The SHV-1 and KPC-2 β-lactamases were expressed and crystallized as described previously [18 , 25 ]. As before, we used the C-terminally truncated KPC-2 β-lactamase in which the last 4 residues were removed to facilitate improved crystallization [18 , 26 ]. KPC-2 was crystallized using vapour diffusion using a sitting drop tray with a well solution comprised of 20% PEG 6000, 100 mM potassium thiocyanate, and 100 mM citrate pH 4.0; SHV-1 was crystallized using 25% PEG 6000, 100mM Tris pH 7.5, and 0.56mM Cymal-6. A crystal of SHV-1 was soaked with 50mM avibactam (AstraZeneca, Waltham, Massachusetts, USA) in mother liquor for 40 min prior to transfer to perfluoropolyether for cryo-protection before flash freezing the crystal in liquid nitrogen. KPC-2 crystals were soaked for 8 min with 5mM avibactam in mother liquor (25% PEG 6000, 100mM citrate pH 5.0) and 20% ethylene glycol prior to flash freezing. Data was collected at the Stanford Synchrotron Radiation Lightsource and processed using HKL2000[27 ] resulting in 1.42Å and 1.8Å datasets for SHV-1 and KPC-2, respectively (data collection statistics are shown in Table 1).
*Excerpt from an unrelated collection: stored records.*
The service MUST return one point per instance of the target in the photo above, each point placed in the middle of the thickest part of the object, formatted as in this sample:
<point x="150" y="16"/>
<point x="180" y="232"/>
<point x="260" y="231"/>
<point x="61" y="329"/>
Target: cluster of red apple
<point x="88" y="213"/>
Starting protein coordinates for SHV-1 and KPC-2 were PDB identifiers 2H5S and 3RXW, respectively; the program MOLREP was used for molecular replacement [28 ]. The structure was refined using REFMAC and COOT[29 , 30 ]. Initial refinement and subsequent density inspection indicated the presence of a covalently bound avibactam in both the SHV-1 and KPC-2 active sites. The program PRODRG[31 ] was used to obtain the topology and refinement parameter files for avibactam for subsequent inclusion of the ligand in refinement. The program PROCHECK was used for structure validation [32 ]. Final refinement statistics are listed in Table 1. The coordinates and structure factors for the KPC-2 and SHV-1 avibactam complexes were deposited with the Protein Data Bank (PDB identifiers 4ZAM and 4ZBE, respectively).